Metastatic breast cancer will kill every year until there’s a cure. “It is estimated that 42,690 people (42,170 women and 520 men) will die from breast cancer this year. Metastatic breast cancer will cause the vast majority of those deaths.
The 5-year survival rate tells you what percent of people live at least 5 years after the cancer is found. Percent means how many out of 100. The 5-year survival rate for women with metastatic breast cancer is 27%. The 5-year survival rate for men with metastatic breast cancer is 22%.” Cancer.com

Why we don’t call MBC a pandemic I don’t know but the risk of death is 100%. Not recoverable, not reversible and with the exception of spontaneous remission no cure. Let’s call it a draw and maybe find a way to leverage what we already know about preventing infections to raise awareness of MBC after COVID19 is solved.

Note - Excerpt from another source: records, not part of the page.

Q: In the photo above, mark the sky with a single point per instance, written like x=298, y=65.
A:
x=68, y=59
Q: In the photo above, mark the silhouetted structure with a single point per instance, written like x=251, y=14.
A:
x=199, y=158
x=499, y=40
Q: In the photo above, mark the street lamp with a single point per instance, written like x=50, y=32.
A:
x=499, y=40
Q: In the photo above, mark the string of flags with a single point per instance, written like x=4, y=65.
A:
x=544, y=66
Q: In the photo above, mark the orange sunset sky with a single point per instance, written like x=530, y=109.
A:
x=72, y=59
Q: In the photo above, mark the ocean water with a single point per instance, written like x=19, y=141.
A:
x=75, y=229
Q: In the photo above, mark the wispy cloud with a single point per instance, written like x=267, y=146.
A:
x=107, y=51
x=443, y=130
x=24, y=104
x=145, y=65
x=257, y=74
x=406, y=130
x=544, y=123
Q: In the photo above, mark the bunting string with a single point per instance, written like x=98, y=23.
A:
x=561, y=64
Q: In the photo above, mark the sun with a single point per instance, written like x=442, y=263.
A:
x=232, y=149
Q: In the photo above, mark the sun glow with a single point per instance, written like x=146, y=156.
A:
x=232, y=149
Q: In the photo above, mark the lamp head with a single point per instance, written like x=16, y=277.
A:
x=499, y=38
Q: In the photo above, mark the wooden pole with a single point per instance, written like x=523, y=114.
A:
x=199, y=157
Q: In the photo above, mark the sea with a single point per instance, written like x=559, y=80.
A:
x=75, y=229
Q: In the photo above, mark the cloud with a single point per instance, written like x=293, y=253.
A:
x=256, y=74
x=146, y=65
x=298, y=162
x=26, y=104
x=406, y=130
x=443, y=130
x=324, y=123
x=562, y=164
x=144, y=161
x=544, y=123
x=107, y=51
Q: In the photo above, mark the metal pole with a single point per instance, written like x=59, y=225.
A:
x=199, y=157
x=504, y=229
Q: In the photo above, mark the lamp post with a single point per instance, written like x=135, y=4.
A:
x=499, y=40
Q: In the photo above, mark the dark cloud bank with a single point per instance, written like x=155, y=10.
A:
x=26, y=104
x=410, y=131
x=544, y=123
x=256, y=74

Stay well my friends, I’m grateful for everyone who checks in with me and know my meditations which I shared with you earlier in the week include all of you.

Much love.

And here’s a poem to think about:
Infection
We learn, like it or not: humans cannot help ourselves to the trough of information.
Our noses pressed against a shop window
Nostrils fogging the thick coke bottle in bottom glass
Like a pigs in a pen in a winter storm
Out goes the heated air in two strong gust
Reading letters imperative we experience another life not our own.
And would it be too bold to say we’d break under the circumstances of someone else?
Atlas pages so long and glossy
The light bends with each turn of the globe
Like in Israel where an agent bends spoons with warm fingers weighing the situation.
It’s so heavy that at times, I am quite uncertain I’ll be able to walk another step.
Lacing up black knee high boots and turning to leave
Believing our long term survival might feel
like a case of hives
Everyone must scratch that perceptible itch.

While remaining hopeful while
Expressing wishes like blisters
Our infection take in, take around, carry with – all the prepositions apply here.
By fully trading in your responses
and knowing the right things to say.